JOEY LENANE, 19, a Dedham native and member at KOHR Golf Center, was the New England high school golf champion in 2021 and recently finished his first year at North Carolina State. Lenane led the first round of the Mass Open this year at TPC Boston after opening with a 6-under 66.

JACK BOULGER, 24, a Walpole native and member of TPC Boston, finished T7 in this year’s Mass Open at his home course, highlighted by his opening round of 67. Boulger, a University of Southern California graduate, made the semifinals of the 2019 Mass Amateur at The Country Club, but has missed his last two match play cuts in the Mass Amateur.

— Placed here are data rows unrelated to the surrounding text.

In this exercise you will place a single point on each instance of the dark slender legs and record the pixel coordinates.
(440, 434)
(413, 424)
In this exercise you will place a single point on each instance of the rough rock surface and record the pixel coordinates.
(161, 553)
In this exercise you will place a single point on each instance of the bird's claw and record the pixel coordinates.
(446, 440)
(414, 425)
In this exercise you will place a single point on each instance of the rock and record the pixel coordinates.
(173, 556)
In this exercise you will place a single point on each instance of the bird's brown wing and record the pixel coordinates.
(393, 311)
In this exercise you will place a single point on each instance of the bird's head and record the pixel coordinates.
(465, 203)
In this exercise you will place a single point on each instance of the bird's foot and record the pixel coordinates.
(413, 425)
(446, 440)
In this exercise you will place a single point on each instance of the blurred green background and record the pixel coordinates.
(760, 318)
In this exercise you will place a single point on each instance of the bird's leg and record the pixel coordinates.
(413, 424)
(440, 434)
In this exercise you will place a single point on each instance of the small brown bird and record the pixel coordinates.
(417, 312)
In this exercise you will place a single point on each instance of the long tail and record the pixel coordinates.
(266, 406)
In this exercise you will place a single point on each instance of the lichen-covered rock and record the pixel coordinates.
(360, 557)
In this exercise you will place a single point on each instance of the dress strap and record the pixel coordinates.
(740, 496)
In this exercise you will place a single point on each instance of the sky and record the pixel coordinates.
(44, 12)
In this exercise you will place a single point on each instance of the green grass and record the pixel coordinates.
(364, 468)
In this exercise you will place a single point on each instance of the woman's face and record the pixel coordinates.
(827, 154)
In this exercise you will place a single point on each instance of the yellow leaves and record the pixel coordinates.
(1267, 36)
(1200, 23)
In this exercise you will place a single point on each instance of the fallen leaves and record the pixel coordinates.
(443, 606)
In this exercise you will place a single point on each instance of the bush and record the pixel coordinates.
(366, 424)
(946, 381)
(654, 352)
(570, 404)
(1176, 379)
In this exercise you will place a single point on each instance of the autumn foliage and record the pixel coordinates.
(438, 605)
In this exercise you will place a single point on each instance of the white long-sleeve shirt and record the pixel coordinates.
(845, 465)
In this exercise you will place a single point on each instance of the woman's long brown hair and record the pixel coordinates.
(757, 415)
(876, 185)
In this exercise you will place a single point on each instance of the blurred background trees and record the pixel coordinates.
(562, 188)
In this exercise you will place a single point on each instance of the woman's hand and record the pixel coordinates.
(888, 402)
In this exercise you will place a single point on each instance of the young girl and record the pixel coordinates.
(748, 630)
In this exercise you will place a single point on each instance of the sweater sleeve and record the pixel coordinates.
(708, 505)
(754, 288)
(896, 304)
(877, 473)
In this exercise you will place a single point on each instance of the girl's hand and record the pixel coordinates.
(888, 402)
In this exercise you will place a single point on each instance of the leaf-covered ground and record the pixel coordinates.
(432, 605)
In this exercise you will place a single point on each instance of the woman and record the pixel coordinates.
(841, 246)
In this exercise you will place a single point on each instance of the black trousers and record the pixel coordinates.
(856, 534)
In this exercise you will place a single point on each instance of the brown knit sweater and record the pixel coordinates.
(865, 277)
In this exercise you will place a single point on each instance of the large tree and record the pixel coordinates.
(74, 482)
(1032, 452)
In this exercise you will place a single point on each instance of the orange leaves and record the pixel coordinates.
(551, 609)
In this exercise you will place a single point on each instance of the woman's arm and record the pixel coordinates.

MATT PARZIALE, 36, a Brockton native and member of Thorny Lea Golf Club, is one of eight previous Mass Amateur champions in the field. The eight-time Mass Golf Player of the Year honoree won the championship in 2017 and has been in the Round of 16 nine of the past 10 years, including the 2021 championship match. Parziale’s resume also includes appearances in the 2018 and 2019 U.S. Open Championships after earning exemptions by winning the 2017 U.S. Mid-Amateur Championship.

ETHAN WHITNEY, 20, a Leominster native and member of Oak Hill Country Club, has made it to match play two of the past three years in the Mass Amateur. Last year, the Temple University standout went head-to-head with his best friend Conner Willett in the Round of 16 and after losing that match, caddied for Willett the rest of the way.

AIDAN EMMERICH, 19 a Swampscott native and member of Kernwood Country Club, won the 2023 Hornblower Memorial Tournament at Plymouth Country Club in difficult conditions. Emmerich, who recently finished his first year at Michigan State, was runner-up in the 2022 Mass Junior Amateur, one week after advancing to the Round of 32 in the U.S. Junior Amateur Championship at Bandon Dunes.

CHARLES DOAR, 38, a Needham native and member of The Country Club, is the varsity head coach of the Belmont Hill School varsity golf team, and has coached players in the field, such as John Broderick and Conner Willett. Doar qualified for the Mass Amateur for the first time since 2017.